Gloria brought home 6 bags of Mesquite and Hickory chips that she found for .99¢ a bag. I didn’t have the heart to say I only use chunks. While trying to find room for the chips in my BBQ storage container, I came across my old Smoke Pistol, and the light came on. I’ll use the SP for the fan only, and direct the air towards the coals and chips that Gloria brought me. I pushed the power cord through one of the bottom intake vents. I lit the coals with a chimney starter, I then moved them to the GOSM. I used the original cast iron firebox cover with foil on it, and placed the coals and chips on it. The GOSM had been in the shade all afternoon, so I didn’t have a hot cabinet to start out with.

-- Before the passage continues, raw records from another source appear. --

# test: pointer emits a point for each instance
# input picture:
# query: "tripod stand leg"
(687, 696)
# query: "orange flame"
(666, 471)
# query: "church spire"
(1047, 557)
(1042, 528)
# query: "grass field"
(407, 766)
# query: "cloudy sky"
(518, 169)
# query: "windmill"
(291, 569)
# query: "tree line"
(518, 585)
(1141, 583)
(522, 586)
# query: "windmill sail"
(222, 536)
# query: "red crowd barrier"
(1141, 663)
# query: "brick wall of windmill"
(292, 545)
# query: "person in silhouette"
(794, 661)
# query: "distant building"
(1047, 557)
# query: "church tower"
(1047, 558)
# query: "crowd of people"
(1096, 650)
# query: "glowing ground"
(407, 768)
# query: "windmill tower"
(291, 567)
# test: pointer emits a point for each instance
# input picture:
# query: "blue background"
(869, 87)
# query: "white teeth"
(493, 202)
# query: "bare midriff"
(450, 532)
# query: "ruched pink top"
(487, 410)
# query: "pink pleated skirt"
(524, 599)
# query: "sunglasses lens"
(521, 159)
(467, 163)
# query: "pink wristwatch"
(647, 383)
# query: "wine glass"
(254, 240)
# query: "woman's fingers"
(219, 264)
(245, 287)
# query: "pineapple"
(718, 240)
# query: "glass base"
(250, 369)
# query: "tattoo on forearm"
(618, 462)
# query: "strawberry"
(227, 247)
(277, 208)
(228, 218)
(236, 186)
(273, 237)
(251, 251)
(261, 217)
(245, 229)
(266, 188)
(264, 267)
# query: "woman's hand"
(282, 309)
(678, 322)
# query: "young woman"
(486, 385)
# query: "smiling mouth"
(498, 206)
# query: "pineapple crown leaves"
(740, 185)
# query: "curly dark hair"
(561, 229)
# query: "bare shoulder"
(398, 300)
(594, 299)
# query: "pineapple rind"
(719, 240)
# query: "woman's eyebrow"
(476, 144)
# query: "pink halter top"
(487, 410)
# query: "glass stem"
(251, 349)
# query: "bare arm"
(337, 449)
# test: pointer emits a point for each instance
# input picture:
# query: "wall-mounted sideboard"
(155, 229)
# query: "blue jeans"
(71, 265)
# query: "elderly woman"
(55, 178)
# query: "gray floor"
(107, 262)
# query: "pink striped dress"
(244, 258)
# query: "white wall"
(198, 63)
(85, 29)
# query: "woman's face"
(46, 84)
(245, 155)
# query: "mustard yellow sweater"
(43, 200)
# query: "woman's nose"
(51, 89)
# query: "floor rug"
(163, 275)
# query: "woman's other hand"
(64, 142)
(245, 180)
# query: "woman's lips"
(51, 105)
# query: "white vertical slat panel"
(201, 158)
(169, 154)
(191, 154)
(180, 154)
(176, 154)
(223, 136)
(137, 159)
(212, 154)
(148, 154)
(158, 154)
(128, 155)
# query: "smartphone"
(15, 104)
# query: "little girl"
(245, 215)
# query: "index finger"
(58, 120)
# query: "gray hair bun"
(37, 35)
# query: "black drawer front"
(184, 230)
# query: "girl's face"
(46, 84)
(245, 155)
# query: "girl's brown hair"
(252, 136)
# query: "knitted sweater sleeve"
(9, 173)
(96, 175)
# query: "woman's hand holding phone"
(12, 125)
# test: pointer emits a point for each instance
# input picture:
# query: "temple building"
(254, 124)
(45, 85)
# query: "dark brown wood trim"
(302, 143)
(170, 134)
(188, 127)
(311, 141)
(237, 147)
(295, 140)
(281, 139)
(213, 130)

I smoked some cheddar and Monterey jack strips along with some NM Sandia chile that I had peeled the skin off after being fire roasted on the grill. Smoked them for 1 hr. with temps ranging 90-94 and then I just let the fire die. Feeding the fire 1 chip at a time is time consuming. So, next time I’ll have much more to smoke. BTW, I never did reorganize the BBQ storage container...


----------



## ron50 (Sep 28, 2008)

MMMM I like. Peppers and cheese. I love that combination.


----------



## richtee (Sep 28, 2008)

Wow... very inventive Rich!  Sure looks SPICY!   Whee!


----------



## chef_boy812 (Sep 28, 2008)

awesome, I love rigged up gear!
nice looking pepperstoo!


----------



## curious aardvark (Oct 1, 2008)

smoke pistol ? 
1) what is it. 
2) where's it come in to the equation. Can only see woodchips and charcoal in the pics. But then I have no idea what else I'm looking for ;-)


----------



## richoso1 (Oct 1, 2008)

1. In brief, a Smoke Pistol is a smoke generator thats burns pellets and uses a gravity feeding system. It has an adjustable electrric fan.
2. I'm only using it for the fan, to keep the coal and chips burning. Like blowing on the end of a cigarette. I used the Smoke pistol in it's original use, with very limited success.


----------



## curious aardvark (Oct 1, 2008)

ah ha - thought that's what it had to be - but then couldn't see any smoke coming out of the red box thing :-)


----------